Tuesday, March 11, 2025

The kid with cancer

 I couldn’t watch Trump’s speech to the joint session of Congress.  From what I read about it, he was the blowhard I expected him to be.  What I didn’t anticipate was that he would use a kid with cancer for a prop.  

I have three comments on the cancer kid.  First, the Dems should have stood and politely applauded.  Trump knows how to hold a crowd, how to make a point, how to trap people, and the Dems fell right into the trap. 


Second, if you think Trump cares about kids, remember the hundreds, perhaps thousands, of kids who were separated from their parents, some of whom were never reunited with their mothers and fathers.


Third, think about the hypocrisy of the Republicans who pretend to be shocked, shocked, at the behavior of the Democrats, but say nothing about kids killed in school shootings or migrant kids or kids in poverty or Ukrainian kids kidnapped by Russians or kids who die of measles because of anti-vaxxers.  I’m not buying their concern.

Monday, March 10, 2025

Fulbright Scholars stranded

The Fulbright Scholarship program awards grants to college seniors and graduate students to study abroad.  The program was named for Sen. William Fulbright from Arkansas.  Fulbright was considered a foreign policy expert.  The program has benefited thousands of students and, as a byproduct, has had a positive impact on U.S. foreign relations.

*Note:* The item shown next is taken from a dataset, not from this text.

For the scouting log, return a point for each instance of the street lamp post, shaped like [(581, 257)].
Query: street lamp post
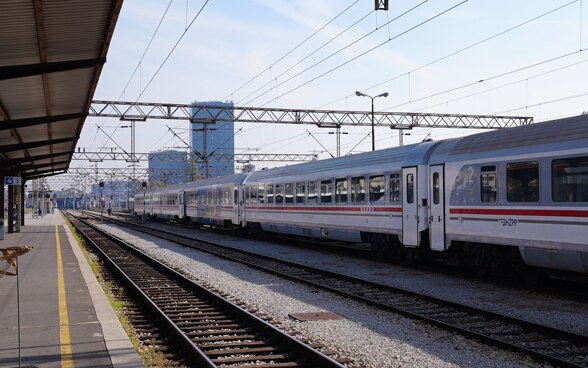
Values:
[(385, 94)]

Now the State Department has halted the program in response to Elon Musk’s cutbacks.  Students have been stranded in foreign countries with no money to get home.


At one time this would have been front page news.  Now so much mismanagement and chaos is occurring that the story ran on page 22 of the New York Times.  


See Vimal Patel, “Fulbright Scholars Cut Off From Funding,” New York Times, (9 Mar. 2025), p.22.

Sunday, March 9, 2025

This is not normal

Earlier this week after Trump’s speech to the joint session of Congress, Congresswoman Melanie Stansbury (D-N. Mex.) held up a small sign that said “This is not normal.”  She was standing fairly close to Trump.  Rep. Lance Gooden of Texas ripped it out of her hands.  You can see it on YouTube.  You can’t actually see the sign being ripped, but you can see Mr. Gooden’s arm reaching to rip the sign down.


I thought Mr. Gooden deserved a scolding.  Here is a copy of my letter to him:


Rep. Lance Gooden

2431 Rayburn Office Building

Washington, D.C. 20515


Dear Rep. Gooden,


I saw a map of your congressional district.  It looks kind of gerrymandered.  I don’t think that is normal.


It is also not normal for an alien from South Africa to fire federal employees.


It is also not normal for the U.S. to turn its back on an ally fighting for its freedom against a Russian invasion.


It is also not normal for a President to say he will lower our grocery bills on day one and then watch as prices continue to rise.


Nor is it normal for a grown man to rip a sign out of a woman’s hands.


And it is not normal to watch our democracy rapidly being destroyed.


You, sir, are a disgrace to both Texas and the United States.